Mise en ligne : 12 avril 2006

Texte de l'article :

Revue critique de l’actualité scientifique internationale sur le VIH et les virus des hépatites
n°34 - avril 95

Le risque de contamination en milieu carcéral

Jean-Paul Jean
Inspection générale des services judiciaires (Paris)

Imprisonment : a risk factor for HIV infection counteracting education and prevention programmes for intravenous drug users
Müller R., Starck K., Guggenmoos-Holzmann I., Wirth D., Bienzle U.
AIDS, 1995, 9, 183-190

Une analyse synthétique de l’infection à VIH dans les prisons de onze pays dressée dans le British Medical Journal montre que si les actions d’information et de prévention se généralisent, la remise de matériel stérile d’injection aux toxicomanes IV incarcérés n’est effectuée qu’en Australie et en Suisse. Le risque de contamination en détention, résultant du partage de seringues souillées, apparaît pourtant comme majeur, comme le montre une étude menée en Ecosse analysée page 4. Une autre étude américaine permet de faire le point sur la situation française (page 7). Dans une étude effectuée à Berlin auprès des usagers de drogue par voie intraveineuse (UDVI), il apparaît que près de la moitié des 418 toxicomanes ayant connu l’incarcération se sont injecté de la drogue en prison, les trois-quart ayant eu recours au partage de seringues !

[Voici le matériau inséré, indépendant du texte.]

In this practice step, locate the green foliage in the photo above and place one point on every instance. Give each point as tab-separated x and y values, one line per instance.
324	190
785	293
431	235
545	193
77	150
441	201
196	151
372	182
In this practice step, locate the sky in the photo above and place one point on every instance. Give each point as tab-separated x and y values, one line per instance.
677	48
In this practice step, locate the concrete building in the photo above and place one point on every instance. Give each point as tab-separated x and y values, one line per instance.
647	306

La mesure globale de l’infection par le VIH dans les prisons françaises repose sur l’enquête un jour donné, réalisée par l’administration pénitenciaire depuis 1988 [1]. Quelques pionniers de la médecine en milieu carcéral avaient réalisé les premières enquêtes qualitatives dans des conditions artisanales [2]. Les travaux de l’Observatoire régional de la santé Provence-Alpes-Côte d’Azur (ORS-PACA) permettent désormais de bénéficier de données qui annoncent de nouveaux champs de recherche [3].

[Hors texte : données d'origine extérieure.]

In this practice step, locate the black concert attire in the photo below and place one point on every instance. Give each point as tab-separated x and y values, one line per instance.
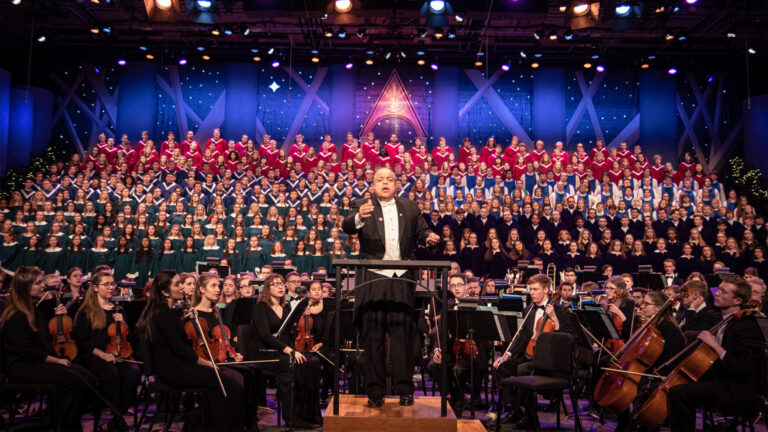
24	354
386	306
253	380
176	363
733	383
118	380
306	378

Deux thèmes apparaissent aujourd’hui devoir être approfondis :

- Une approche plus fine du taux réel de séropositivité par établissement pénitenciaire et par type de population, compte tenu notamment des modalités différentes de dépistage et de déclaration de séropositivité. Comment expliquer par exemple que l’enquête un jour donné relève, en 1994, à la maison d’arrêt de la Santé, un taux de détenus contaminés légèrement inférieur à 3 % (51 personnes sur 1733), alors que ce taux est de 5,1 % au centre pénitenciaire de Fresnes, de 6,4 % à Fleury-Mérogis et de 8 % à la maison d’arrêt des Hauts-de-Seine ? Les catégories de populations incarcérées (part des toxicomanes IV, ancienneté dans la toxicomanie, etc), les questions culturelles et le turn-over très rapide -qui concernent notamment les étrangers en situation irrégulière-, les systèmes de représentation et les stratégies des médecins qui conduisent à des différences importantes au niveau des propositions de test et des refus de dépistage, autant de phénomènes peu analysés à ce jour ;

- La mesure du facteur de risque de contamination par le VIH en milieu carcéral. Si plusieurs études étrangères ont mis en évidence que la détention constitue, en elle-même, un lieu et un moment à haut risque, le tabou entretenu autour de ce débat en France a freiné la reflexion sur les mesures de prévention spécifiques qu’il conviendrait de favoriser.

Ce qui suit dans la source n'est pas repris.